Slowly, a sense of normalcy — or a reasonable facsimile of normalcy in 2020 — is returning to major college football.
On Thursday, the Pac-12 became the last of the Power Five conferences to announce a return to play plan, albeit a seven-game schedule that begins Nov. 6, two weeks after the Big Ten returns for its nine-game slate.
On Saturday, the Southeastern Conference begins its 10-game, conference-only schedule, joining the Atlantic Coast Conference and Big 12, who started play two weeks ago. With big-name teams such as defending national champion LSU and perennial titlist Alabama playing their openers, fall Saturdays will start to resemble what we're used to.
Among those sorting out all the twists, turns and uncertainty to determine the best teams in the country are a couple of groups of differing influence: the College Football Playoff (CFP) selection committee and the media members who vote in the Associated Press Top 25.
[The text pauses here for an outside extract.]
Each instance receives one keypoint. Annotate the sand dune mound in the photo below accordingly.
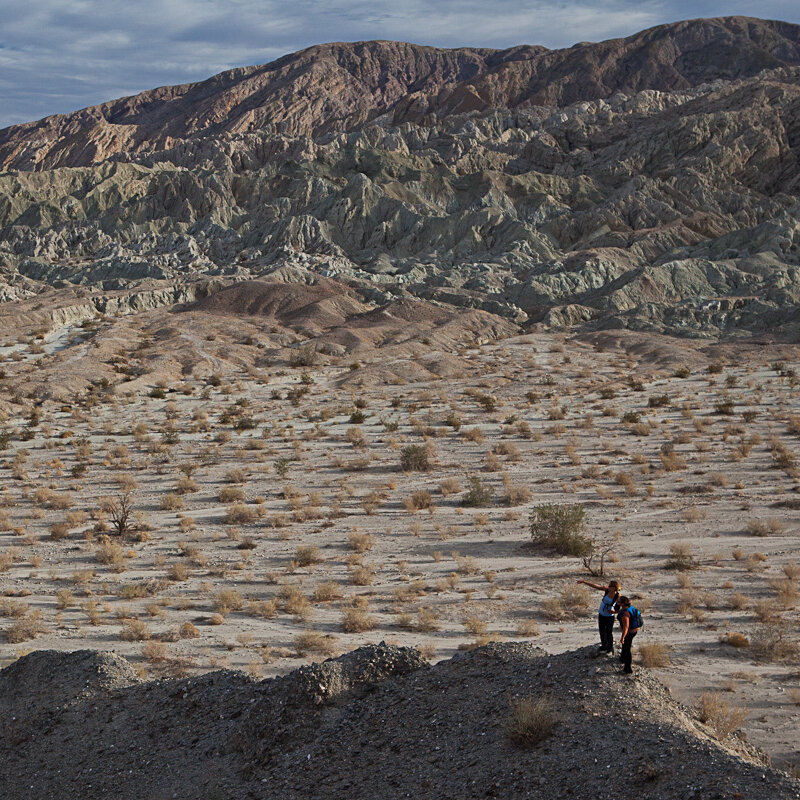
(377, 722)
(322, 304)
The 13-member playoff committee wields the ultimate power at college football's highest level. It will determine the four teams that advance to the semifinals in the Rose Bowl and Sugar Bowl on Jan. 1. The members' job has been changing by the day, said Bill Hancock, executive director of the College Football Playoff.
"We're learning flexibility and we're learning patience," Hancock said in a phone interview this week. "It's certainly been interesting, and there will be challenges, but we're prepared."
So far, the CFP has shown patience by sticking to its four-team format and adjusting its schedule by two weeks, with the announcement of the four playoff teams moving back to Dec. 20.
As for flexibility, that's ongoing. The committee will have to weigh the merits of teams with differing schedule lengths — as many as 12 for the ACC, 11 for the SEC and Big 12, nine for the Big Ten and seven for the Pac-12.